JAKARTA – Tren penurunan harga batu bara terus berlanjut hingga mencapai titik terendah dalam beberapa tahun terakhir. Pada 17 Februari 2025, harga batu bara Newcastle untuk Februari 2025 mengalami penurunan sebesar US$ 0,75, mencapai angka US$ 102 per ton. Kondisi serupa juga tercatat pada harga batu bara untuk kontrak Maret dan April 2025, masing-masing turun menjadi US$ 104,6 per ton dan US$ 106,75 per ton. Penurunan ini menggambarkan kekhawatiran pasar tentang pasokan yang berlebihan.
Koreksi harga juga terjadi pada batu bara Rotterdam, dengan harga untuk Februari 2025 turun US$ 1,95 menjadi US$ 99,5 per ton. Untuk kontrak Maret dan April 2025, harga masing-masing anjlok sebesar US$ 3,35 dan US$ 3,05, dengan harga akhir menjadi US$ 96,35 dan US$ 96,3 per ton. Menurut platform data Tradingview, harga batu bara mendekati titik nadir di angka US$ 102 per ton pada Februari, yang merupakan level terendah dalam hampir empat tahun terakhir.
Faktor Penyebab Penurunan Harga
Penurunan ini terutama disebabkan oleh kelebihan pasokan yang lebih dominan dibandingkan permintaan dari konsumen utama. Salah satu faktor utama adalah China, yang telah mengumumkan rencana peningkatan produksi batu bara sebesar 1,5% menjadi 4,82 miliar ton pada 2025, setelah mencatat rekor produksi pada 2024. Dalam upaya memperluas kapasitas penambangan, China berharap untuk mengatasi risiko ketersediaan akibat kebijakan pengurangan emisi karbon dan penutupan tambang karena pelanggaran protokol keselamatan.

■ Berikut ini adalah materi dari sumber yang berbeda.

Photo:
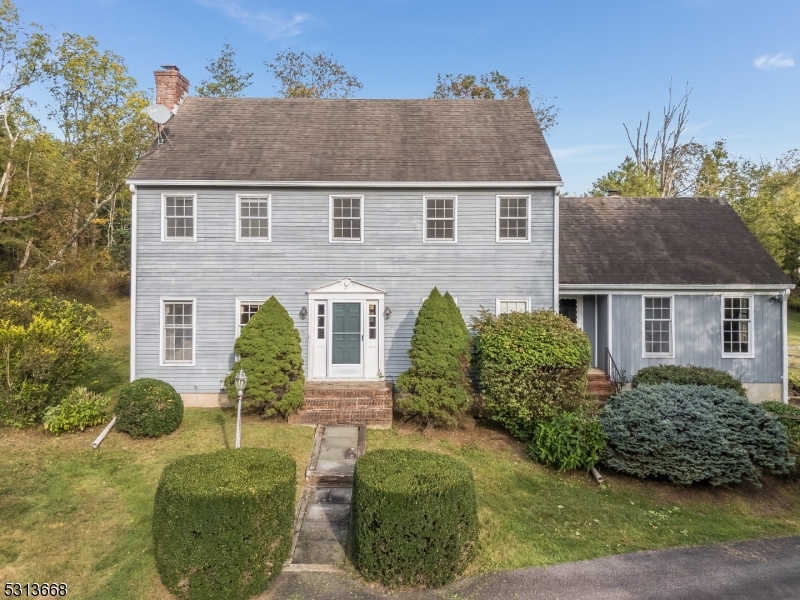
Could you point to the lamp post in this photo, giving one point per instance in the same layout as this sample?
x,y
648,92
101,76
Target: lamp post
x,y
241,383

Sementara itu, utilitas energi di berbagai negara menghadapi stok batu bara yang semakin melimpah. Menurut laporan, persediaan batu bara meningkat 12% dalam dua bulan yang berakhir pada Oktober. Tren ini menunjukkan bahwa banyak negara mulai mengurangi ketergantungan pada batu bara sebagai sumber energi utama, beralih ke energi alternatif yang lebih ramah lingkungan.
Di Indonesia, produksi batu bara mencapai rekor tertinggi sepanjang masa sebesar 836 juta ton pada 2024, atau 18% di atas target yang ditetapkan. Lonjakan produksi ini sejalan dengan investasi besar-besaran Indonesia dalam sumber energi alternatif, yang membatasi permintaan batu bara di masa mendatang.
Dampak dan Prospek Industri Batu Bara
Dalam menghadapi situasi ini, sektor industri batu bara dihadapkan pada prospek yang beragam. Di satu sisi, konsumsi batu bara di China masih menunjukkan peningkatan seiring dengan pembangunan pembangkit listrik berbahan dasar batu bara mencapai puncaknya dalam satu dekade terakhir. Namun, tantangan muncul dengan potensi adanya tarif pembalasan baru terhadap LNG dari Amerika Serikat, yang mungkin mempengaruhi dinamika pasar energi global.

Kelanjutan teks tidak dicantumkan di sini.